With 21.q2.1 and earlier drivers Vega GPUs have been reported as 'gfx900' (HBCC off) or 'gfx901' (HBCC on). In both cases the binary for gfx900 could be used and worked correctly. Binary for gfx901 could also be used, but worked somewhat differently (we obtain binaries by compiling OpenCL offline using the CL_CONTEXT_OFFLINE_DEVICES_AMD approach).
In 21.q3.1 pro the GPU is reported by OpenCL runtime as 'gfx900' regardless of HBCC settings. However with HBCC on, attempts to load binary for gfx900 result in an CL_BUILD_PROGRAM_FAILURE, with error log showin "Error: AMD HSA Code Object loading failed.\nError: Cannot set kernel \n".
gfx901 binary works when HBCC is on, but again, produces a slightly different output compared to gfx900.
When HBCC is off, only gfx900 binary can be used. Attempts to use a binary for gfx901 produces the same error as described above.
How can we check programmatically whether HBCC is enabled or no so that the correct binary is submitted to clCreateProgramWithBinary / clBuildProgram?
Thank you for the above query. I have forwarded it to the OpenCL team. Once I get their `feedback on this, I will share with you.
Hi @timchist ,
As I've come to know, HBCC is related to XNACK. When HBCC is ON, it enables xnack, so gfx901 is just gfx900:xnack+ . With HBCC on, the runtime is expected to report "xnack+" suffix. Is the clinfo reporting this suffix? Can you please provide the clinfo output?

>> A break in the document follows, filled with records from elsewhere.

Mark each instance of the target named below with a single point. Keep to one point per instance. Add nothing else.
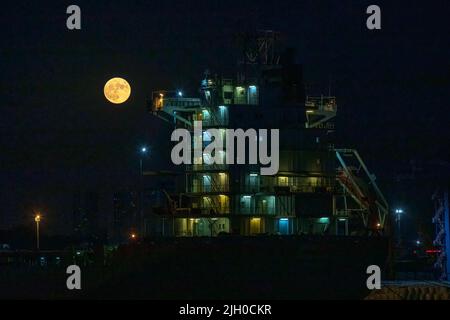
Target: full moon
(117, 90)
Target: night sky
(59, 134)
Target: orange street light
(37, 219)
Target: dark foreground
(296, 267)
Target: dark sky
(58, 133)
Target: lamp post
(398, 213)
(37, 219)
(143, 152)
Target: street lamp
(143, 152)
(37, 219)
(398, 213)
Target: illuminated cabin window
(240, 96)
(255, 226)
(283, 181)
(206, 136)
(253, 95)
(206, 183)
(246, 204)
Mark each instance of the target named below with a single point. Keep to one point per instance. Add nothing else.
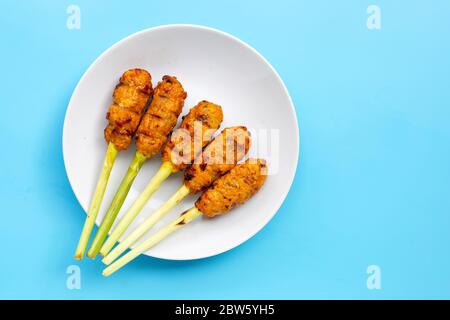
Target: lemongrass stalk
(178, 223)
(110, 157)
(146, 225)
(163, 173)
(116, 203)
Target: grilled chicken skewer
(129, 100)
(231, 190)
(219, 157)
(156, 124)
(185, 144)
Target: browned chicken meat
(234, 188)
(194, 133)
(219, 157)
(161, 116)
(129, 100)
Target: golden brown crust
(219, 157)
(129, 100)
(234, 188)
(186, 142)
(161, 116)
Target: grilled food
(186, 142)
(129, 100)
(161, 117)
(194, 133)
(156, 124)
(220, 156)
(231, 190)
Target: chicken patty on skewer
(220, 156)
(186, 142)
(161, 116)
(233, 189)
(129, 100)
(156, 124)
(229, 191)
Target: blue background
(373, 181)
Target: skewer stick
(178, 223)
(110, 157)
(147, 224)
(116, 203)
(163, 173)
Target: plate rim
(260, 56)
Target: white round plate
(211, 65)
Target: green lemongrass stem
(146, 225)
(163, 173)
(110, 157)
(116, 204)
(176, 224)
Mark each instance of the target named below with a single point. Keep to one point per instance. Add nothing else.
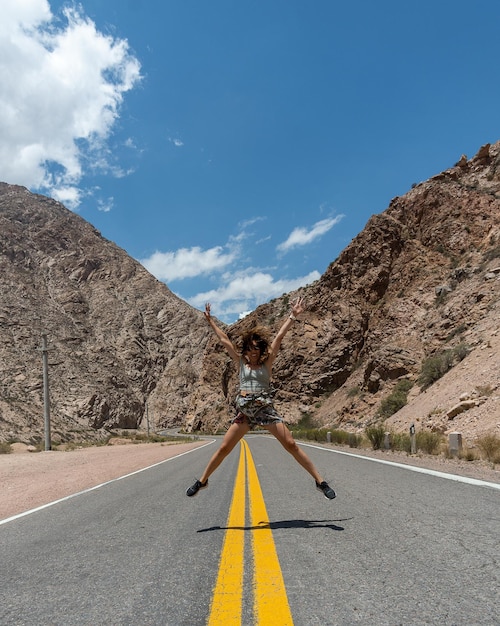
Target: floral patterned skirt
(256, 410)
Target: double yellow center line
(270, 600)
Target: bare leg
(285, 437)
(234, 433)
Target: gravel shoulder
(29, 480)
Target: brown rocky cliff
(118, 338)
(422, 277)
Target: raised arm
(298, 306)
(223, 338)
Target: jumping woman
(254, 405)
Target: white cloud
(187, 262)
(302, 236)
(60, 96)
(243, 292)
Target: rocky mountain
(420, 282)
(122, 346)
(419, 285)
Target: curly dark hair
(260, 336)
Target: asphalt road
(395, 547)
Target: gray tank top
(254, 381)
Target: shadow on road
(292, 523)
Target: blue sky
(235, 148)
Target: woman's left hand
(298, 306)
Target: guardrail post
(455, 443)
(387, 441)
(413, 440)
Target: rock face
(118, 339)
(421, 279)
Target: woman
(253, 403)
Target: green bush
(354, 440)
(401, 442)
(376, 436)
(5, 448)
(434, 368)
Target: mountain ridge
(421, 278)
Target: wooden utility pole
(46, 398)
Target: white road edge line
(108, 482)
(412, 468)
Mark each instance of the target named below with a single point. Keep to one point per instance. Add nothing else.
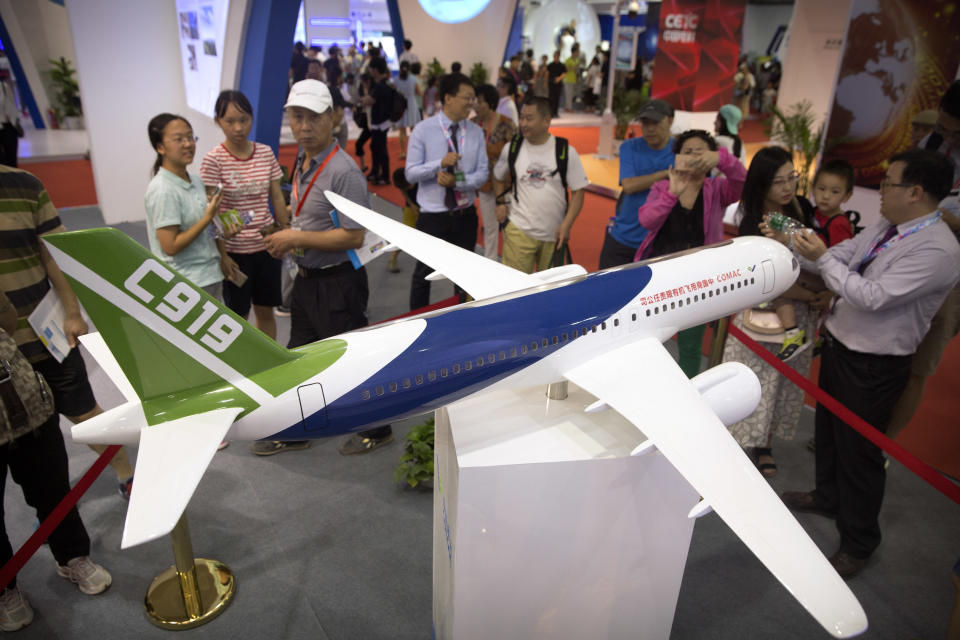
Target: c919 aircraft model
(193, 373)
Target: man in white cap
(329, 295)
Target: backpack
(562, 156)
(398, 104)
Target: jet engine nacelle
(731, 389)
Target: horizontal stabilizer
(173, 456)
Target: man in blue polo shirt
(643, 161)
(447, 159)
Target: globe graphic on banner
(875, 80)
(452, 11)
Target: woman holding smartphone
(250, 176)
(178, 213)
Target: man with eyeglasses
(946, 322)
(447, 159)
(889, 280)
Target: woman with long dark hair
(406, 84)
(686, 211)
(770, 187)
(178, 213)
(250, 177)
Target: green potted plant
(793, 128)
(478, 74)
(416, 463)
(625, 106)
(67, 108)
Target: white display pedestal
(545, 527)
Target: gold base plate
(164, 599)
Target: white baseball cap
(310, 94)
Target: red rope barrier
(50, 523)
(907, 459)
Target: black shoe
(808, 502)
(358, 443)
(846, 565)
(270, 447)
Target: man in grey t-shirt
(329, 295)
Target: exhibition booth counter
(546, 527)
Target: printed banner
(697, 53)
(899, 58)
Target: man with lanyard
(643, 161)
(329, 295)
(447, 158)
(889, 281)
(945, 325)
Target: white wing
(644, 384)
(173, 456)
(480, 277)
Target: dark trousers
(614, 253)
(459, 228)
(9, 142)
(554, 92)
(38, 463)
(380, 168)
(327, 302)
(850, 473)
(362, 140)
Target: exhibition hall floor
(326, 546)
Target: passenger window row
(459, 367)
(699, 297)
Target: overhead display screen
(452, 11)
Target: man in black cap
(643, 161)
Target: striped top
(26, 213)
(246, 188)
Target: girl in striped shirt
(250, 175)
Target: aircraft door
(312, 406)
(768, 276)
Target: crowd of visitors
(884, 302)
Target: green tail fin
(167, 334)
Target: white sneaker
(90, 577)
(15, 611)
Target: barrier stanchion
(13, 566)
(907, 459)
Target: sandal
(767, 469)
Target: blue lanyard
(900, 236)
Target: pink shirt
(718, 193)
(246, 188)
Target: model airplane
(193, 373)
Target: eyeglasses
(886, 184)
(791, 179)
(183, 139)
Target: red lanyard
(296, 182)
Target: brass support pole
(192, 592)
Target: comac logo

I replied you a couple of weeks ago with the full clinfo output, but for some reason my response is missing here now.
There is no difference in clinfo output regardless of whether HBCC is on or off. There is no 'xnack+' or 'xnack-' suffix in the device name reported by clinfo: it is 'gfx900' in both cases with the recent driver.
Please advice how one can get xnack status programmatically via OpenCL.
Thank you for the information. As per my understanding from the OpenCL team's feedback, the runtime is expected to report appropriate xnack suffix. However, as you said, the suffix is missing in the clinfo output. I will report it to the OpenCL team. Please attach the clinfo output.
By the way, looks like the latest driver is available here: Radeon PRO 21.q4 . Did you try this driver? If not, please check and share your findings.
just tested Radeon PRO 21.q4 and there is no difference to 21.q3. GPU name is reported as gfx900 with or without HBCC enabled. When HBCC is enabled, attempts to use binary for gfx900 result in the error I reported earlier.
Thanks for sharing the above findings. I have reported the issue to the OpenCL team.
It appears there is a bug in the driver runtime which is misreporting the XNACK setting. The concerned team is investigating the issue. Once I have any update on this, I will get back to you.
Thanks dipak. Please keep me in the loop.
The "xnack" suffix related issue has been fixed. The fix is expected to be released soon.
Thanks dipak. How soon will the fix be released? What driver version should I be waiting for?
Sorry, I can't give you an ETA at this moment. I'll let you know if I get any information on this.